The Limiñanas – Shadow People
Because Music
2018
The Limiñanas – Shadow People
The Limiñanas fait de la musique depuis un bon bout de temps déjà. Ce duo perpignanais composé de Lionel et Marie Limiñana est à l’origine d’un phénomène underground assez intéressant. En effet, il a réussi à exister (modestement) non pas en France, mais aux Etats-Unis, grâce à des labels américains ! Remarqué par des groupes comme Franz Ferdinand, The Limiñanas n’avait pas vraiment décollé ici. Il a fallu attendre l’avant-dernier album, Malamore, pour voir commencer à s’allumer la flamme par chez nous. Mais c’est réellement avec ce cinquième opus, Shadow People, produit par Anton Newcombe, le leader des Brian Jonestown Massacre, rien de moins, que The Limiñanas se fait connaître. Si vous aimez la musique psyché années 60, le rock, le garage et les choses un peu décalées, The Limiñanas va vous faire vibrer. Shadow People s’inscrit véritablement comme une bande-son d’un film au son tranchant, imposant une patte définitive qui assoit le duo sans demi-mesure dans la sphère des artistes qui comptent.

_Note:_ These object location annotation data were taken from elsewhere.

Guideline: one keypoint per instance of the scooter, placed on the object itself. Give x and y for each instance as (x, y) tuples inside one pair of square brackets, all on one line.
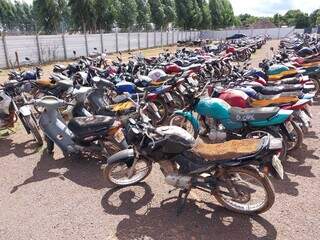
[(98, 135)]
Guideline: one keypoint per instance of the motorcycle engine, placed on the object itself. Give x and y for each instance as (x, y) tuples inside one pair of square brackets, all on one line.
[(179, 181)]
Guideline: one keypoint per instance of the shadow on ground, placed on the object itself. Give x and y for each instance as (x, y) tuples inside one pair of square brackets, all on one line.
[(84, 172), (209, 221)]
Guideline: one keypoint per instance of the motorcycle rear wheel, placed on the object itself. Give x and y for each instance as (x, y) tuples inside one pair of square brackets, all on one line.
[(235, 179), (110, 173)]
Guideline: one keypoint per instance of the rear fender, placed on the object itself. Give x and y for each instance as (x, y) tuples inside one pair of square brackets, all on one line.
[(190, 117), (125, 156), (279, 118)]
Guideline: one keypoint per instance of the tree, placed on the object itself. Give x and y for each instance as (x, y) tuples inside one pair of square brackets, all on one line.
[(49, 14), (127, 13), (188, 14), (296, 18), (83, 14), (206, 16), (106, 13), (7, 15), (216, 9), (157, 13), (227, 13), (313, 18), (277, 19), (169, 12), (246, 19), (143, 13)]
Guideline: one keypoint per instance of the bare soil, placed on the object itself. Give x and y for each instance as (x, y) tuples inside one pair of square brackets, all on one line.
[(54, 198)]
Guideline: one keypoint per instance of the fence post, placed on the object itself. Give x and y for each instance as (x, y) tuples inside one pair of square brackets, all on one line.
[(161, 38), (129, 46), (86, 42), (173, 37), (147, 38), (5, 49), (117, 42), (167, 37), (38, 47), (64, 46), (101, 41)]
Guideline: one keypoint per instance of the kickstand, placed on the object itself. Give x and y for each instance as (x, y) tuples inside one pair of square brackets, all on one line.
[(182, 200)]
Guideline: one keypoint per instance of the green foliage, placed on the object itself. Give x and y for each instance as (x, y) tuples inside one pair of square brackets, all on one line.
[(206, 16), (143, 13), (83, 14), (169, 12), (157, 13), (106, 13), (315, 18), (246, 19), (189, 14)]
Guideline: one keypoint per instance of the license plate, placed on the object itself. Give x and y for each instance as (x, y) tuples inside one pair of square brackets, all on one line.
[(289, 127), (277, 165), (153, 106), (119, 136), (308, 110), (169, 97), (181, 88), (305, 118)]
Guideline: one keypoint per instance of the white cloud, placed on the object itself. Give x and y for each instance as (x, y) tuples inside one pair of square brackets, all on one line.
[(270, 7)]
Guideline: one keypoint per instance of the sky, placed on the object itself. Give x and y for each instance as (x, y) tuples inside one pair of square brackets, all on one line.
[(267, 7)]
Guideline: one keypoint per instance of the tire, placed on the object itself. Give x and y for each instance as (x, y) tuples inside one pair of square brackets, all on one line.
[(299, 138), (260, 178), (163, 110), (34, 130), (181, 121), (283, 154), (178, 100), (107, 171)]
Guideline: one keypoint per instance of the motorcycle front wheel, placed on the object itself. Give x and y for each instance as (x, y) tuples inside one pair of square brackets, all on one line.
[(34, 130), (118, 174), (186, 124), (245, 190)]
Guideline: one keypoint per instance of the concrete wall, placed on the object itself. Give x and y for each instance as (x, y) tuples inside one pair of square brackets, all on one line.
[(275, 33), (46, 48)]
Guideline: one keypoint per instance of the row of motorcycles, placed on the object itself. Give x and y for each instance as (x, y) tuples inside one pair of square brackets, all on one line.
[(210, 120)]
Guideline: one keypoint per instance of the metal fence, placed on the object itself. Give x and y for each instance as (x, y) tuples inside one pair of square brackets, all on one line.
[(274, 33), (46, 48)]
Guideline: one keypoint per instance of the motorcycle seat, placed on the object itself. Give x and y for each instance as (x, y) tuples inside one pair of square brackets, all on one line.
[(90, 126), (251, 114), (228, 150), (278, 89)]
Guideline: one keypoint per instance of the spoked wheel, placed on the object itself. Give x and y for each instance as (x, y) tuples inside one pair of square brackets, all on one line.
[(119, 174), (244, 190), (296, 133), (162, 109), (184, 123), (34, 130), (268, 132), (178, 101)]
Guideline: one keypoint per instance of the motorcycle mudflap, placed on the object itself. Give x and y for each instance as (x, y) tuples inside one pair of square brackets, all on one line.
[(126, 156)]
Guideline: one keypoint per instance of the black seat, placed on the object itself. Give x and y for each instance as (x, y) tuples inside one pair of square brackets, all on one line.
[(90, 126), (250, 114), (274, 90)]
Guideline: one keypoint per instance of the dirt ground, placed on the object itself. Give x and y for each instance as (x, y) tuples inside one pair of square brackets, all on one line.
[(54, 198)]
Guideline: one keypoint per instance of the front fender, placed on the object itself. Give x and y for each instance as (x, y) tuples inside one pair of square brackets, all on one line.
[(126, 156), (25, 111), (190, 117)]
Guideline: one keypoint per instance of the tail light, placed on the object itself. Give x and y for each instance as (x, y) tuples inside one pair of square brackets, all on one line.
[(152, 96)]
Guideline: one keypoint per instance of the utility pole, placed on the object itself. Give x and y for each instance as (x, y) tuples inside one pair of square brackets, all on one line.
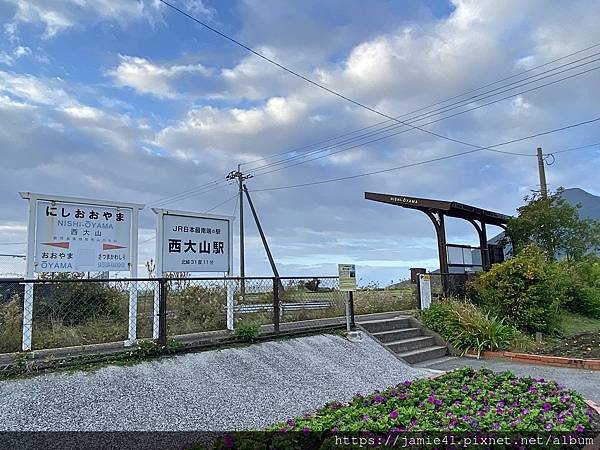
[(542, 171), (241, 178)]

« Ouverture » en est le générique, une cadillac roulant sous un ciel bleu roi, des cheveux longs de femme ondoyant dans l’air, alors que la route sans fin du désert se déploie à perte de vue. Guitares en avant, rythmique soutenue, sitar magistrale, un grand voyage commence. « Le Premier Jour » ressemble à un trip gainsbourgien, aérien et à l’ombre des volutes de fumée de l’artiste, tandis que la voix grave de Lionel emporte l’auditeur. La chanson est une vignette instantanée, fulgurante de maîtrise. Puis vient l’enchaînement des invités de ce disque. Anton Newcombe en tête pour « Istanbul Is Sleepy » où l’on se retrouve plongé avec bonheur dans le psyché 60’s. Une musique envoûtante où l’on se perd volontiers. Emmanuelle Seigner (qui était vraiment excellente chez Ultra Orange) fait ici son retour avec « Shadow People », trip 60’s hallucinant, tirant sur les harmonies Beatles. Le clou de l’album, c’est véritablement avec Bertrand Belin qu’on le trouve. Son « Dimanche », complètement absurde et décalé, est un régal purement jouissif sur une musique urgente et « velvetienne » en diable. Peter Hook intervient à la basse sur le très new wave « The Gift » sur lequel errent les ombres de Joy Divison, New Order (les groupes de Peter Hook en fait !) et The Cure. Un pur moment de bonheur. Tout comme l’instrumental « Motorizatti Marie », dynamique et qui fout la pêche. Il faut apprécier cette musicalité, ces nuances qui montrent que le duo sait travailler ses titres et en tirer toute la substance subtile et épicée qui en font tout le charme. Une autre vignette de charme très 60’s se dévoile avec le suave « Pink Flamingos », tout en douceur, où on a l’impression que tout se passe sur un nuage. On pense au Pink Floyd de Syd Barrett. « Trois Bancs » retrouve le chanté parlé de Lionel sur une musique entêtante. Le fantôme de Gainsbourg plane, comme nous d’ailleurs. Enfin, « De La Part Des Copains » achève ce trip en proposant un générique de fin façon western. On peut aussi se permettre de penser à La Maison Tellier en écoutant ce morceau.
Hallucinant de maîtrise, Shadow People propose un voyage musical qui revigore, qui transporte et nous fait regretter de ne pas avoir connu The Limiñanas plus tôt ! Comme tous les bons albums, il est trop court et ne donne qu’une envie : le repasser pour se refaire le film, se retrouver à nouveau projeté dans cette bulle onirique salutaire et enchanteresse. A savourer.